ArneBinder / pie-datasets

Building scripts for Pytorch-IE datasets.
MIT License
1 stars 0 forks source link

`argmicro` converter for `TextDocumentWithLabeledSpansAndBinaryRelations` should follow literature #99

Open ArneBinder opened 8 months ago

ArneBinder commented 8 months ago

The conversion procedure, i.e. this code, should follow the description in the section "3. Dataset: Transformation" of the following paper: Andreas Peldszus and Manfred Stede. 2015. Joint prediction in MST-style discourse parsing for argumentation mining. In Proceedings of the 2015 Conference on Empirical Methods in Natural Language Processing, pages 938–948, Lisbon, Portugal. Association for Computational Linguistics.
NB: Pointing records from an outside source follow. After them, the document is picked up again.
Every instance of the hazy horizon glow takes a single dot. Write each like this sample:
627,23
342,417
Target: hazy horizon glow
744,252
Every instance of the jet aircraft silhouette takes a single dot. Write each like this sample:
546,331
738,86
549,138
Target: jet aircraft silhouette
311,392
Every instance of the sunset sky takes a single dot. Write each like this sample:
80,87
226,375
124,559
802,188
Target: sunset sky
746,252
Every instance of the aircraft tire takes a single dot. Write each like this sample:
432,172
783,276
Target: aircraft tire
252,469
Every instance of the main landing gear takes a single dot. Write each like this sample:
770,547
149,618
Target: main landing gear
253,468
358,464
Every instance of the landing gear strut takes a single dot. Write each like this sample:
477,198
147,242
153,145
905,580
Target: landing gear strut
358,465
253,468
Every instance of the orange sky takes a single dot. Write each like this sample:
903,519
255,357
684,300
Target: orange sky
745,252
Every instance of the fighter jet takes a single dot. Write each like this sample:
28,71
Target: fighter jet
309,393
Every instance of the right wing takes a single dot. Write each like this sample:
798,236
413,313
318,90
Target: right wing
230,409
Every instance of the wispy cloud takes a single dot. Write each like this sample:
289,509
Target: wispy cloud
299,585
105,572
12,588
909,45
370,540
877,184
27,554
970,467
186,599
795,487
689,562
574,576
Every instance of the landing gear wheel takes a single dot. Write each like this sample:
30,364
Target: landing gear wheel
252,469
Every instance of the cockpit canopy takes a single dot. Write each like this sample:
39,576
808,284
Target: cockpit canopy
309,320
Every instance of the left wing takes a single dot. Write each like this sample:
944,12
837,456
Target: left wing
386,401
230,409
In addition: The authors of End-to-end Argument Mining with Cross-corpora Multi-task Learning (Morio et al., TACL 2022) mention that they follow An Empirical Study of Span Representations in Argumentation Structure Parsing (Kuribayashi et al., ACL 2019) for how to handle the add relations. It looks like this happens within this code. We should understand what they do in this regard and follow that.

The final result should be described in the Document Converters section of the PIE dataset card.
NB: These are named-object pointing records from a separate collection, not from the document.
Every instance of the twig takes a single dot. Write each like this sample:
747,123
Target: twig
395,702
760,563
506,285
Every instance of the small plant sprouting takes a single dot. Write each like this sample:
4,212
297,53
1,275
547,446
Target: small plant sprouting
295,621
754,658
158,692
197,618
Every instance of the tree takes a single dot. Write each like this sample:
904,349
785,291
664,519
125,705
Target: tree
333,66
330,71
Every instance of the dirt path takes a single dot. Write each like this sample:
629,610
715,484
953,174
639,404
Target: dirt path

ArneBinder commented 8 months ago

Notes: I found errors in https://huggingface.co/datasets/pie/argmicro#data-schema -> MultiRelation (wrong argument names and wrong argument types); compare with its definition

ArneBinder commented 8 months ago

Analysis by @idalr: argmicro_0_relations 1.pdf

From what I see now, I think the relations in TextDoc... are much more complex than the other versions, so some simplifications could possibly improve the model performance. But, I don't agree with the modification they did in Kura..et al and Morio et al because then it's no longer distinguishable between linked arguments and convergent arguments, but we don't want to model that with TextDoc, then the task would be easier. And I wonder if we need the 'joint' relation both ways because we could do something like we did with 'connect_first' in AAE2 - which means we simply translate any bidirectional relation to go one way (from the latter to the former one).